The Iowa Ethics and Campaign Disclosure Board decided Thursday to open an investigation into Melissa Vine’s campaign in Iowa’s 3rd Congressional District.

Vine, running as a Democrat the district, was the subject of a complaint made by the Iowa Unity Coalition, a progressive PAC, earlier in May.


The coalition held a vote April 30 on who to endorse in June 7 Democratic primary between Vine and Lanon Baccam, a former U.S. Department of Agriculture official and Biden campaign staffer. Registered members had to pay $20 to the group to participate in the online vote.

Chair Mitch Henry said in an interview that the PAC saw a sudden increase in members the day of and the day before the vote. During the 24-hour online voting process, large quantities of votes were submitted over the course of one hour. An audit by the Iowa Unity Coalition found that 41 votes were submitted by non-members, and that 43 others were submitted by people who had signed up for the group shortly before the vote and had the same address and credit card information, as well as email addresses linked to Vine’s campaign.

Henry said that 125 new members were registered through ActBlue primarily from April 30 through May 1 as the endorsement voting period began, with 76 registrations flagged as fraudulent.
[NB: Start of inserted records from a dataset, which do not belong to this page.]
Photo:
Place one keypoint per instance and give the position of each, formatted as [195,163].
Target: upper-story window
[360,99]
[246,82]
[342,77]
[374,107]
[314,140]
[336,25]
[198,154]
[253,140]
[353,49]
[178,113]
At an emergency board meeting held May 1, the organization disqualified 84 votes from the final endorsement count and the Iowa Unity Coalition officially endorsed Baccam May 7.

Henry said the Iowa Unity Coalition contacted four individuals he knew of that were a part of the registration who said they did not register to become a new member, did not pay for membership and did not vote through the coalition’s website in the endorsement process.


For many of the other individuals involved in the registration surge, he said, it was unclear how many were real people.

“I’ve been involved in in Democratic progressive politics for over 35 years, since the late ’80s, and I don’t recognize 90% of these people,” Henry said. “I’ve done most of my politics in Des Moines, Polk County and all these people supposedly, from the Des Moines, Polk County area. But again, we don’t know for sure because we don’t have a real address, we don’t have a real email. We don’t even have their phone numbers.”


The investigation will examine whether Vine’s campaign violated state laws banning a person from making contributions or expenditures in the name of another person. Such an action could potentially violate state and federal law by using federal campaign money to make contributions on behalf of individuals to a state PAC.

The actions appear to be tied to Lou McDonald, Vine’s former campaign manager who was fired earlier this week for his actions related to the alleged illegal contributions. In a statement to the Des Moines Register, a Vine campaign spokesperson said that “a staffer took actions that do not reflect our values, and he is no longer a part of our campaign.”

The Vine campaign had earlier called the action a “clerical error,” but Henry said that McDonald made claims in a voicemail that the Iowa Unity Coalition had received illegal contributions.

Henry dismissed this accusation, pointing to recent audits of the organization that have found no illegal contributions.

Zach Goodrich, the executive director of the Iowa Ethics and Campaign Disclosure Board, said that he plans to “expedite” the investigation as much as possible with the goal of completing it before the June primary. He also stated that the complaint is under the jurisdiction of the board, and that a violation of the state law on contributions could amount to a serious misdemeanor.

“It’s as simple as, if you’re the one who’s paying for it, then you’d better use your name,” Goodrich said.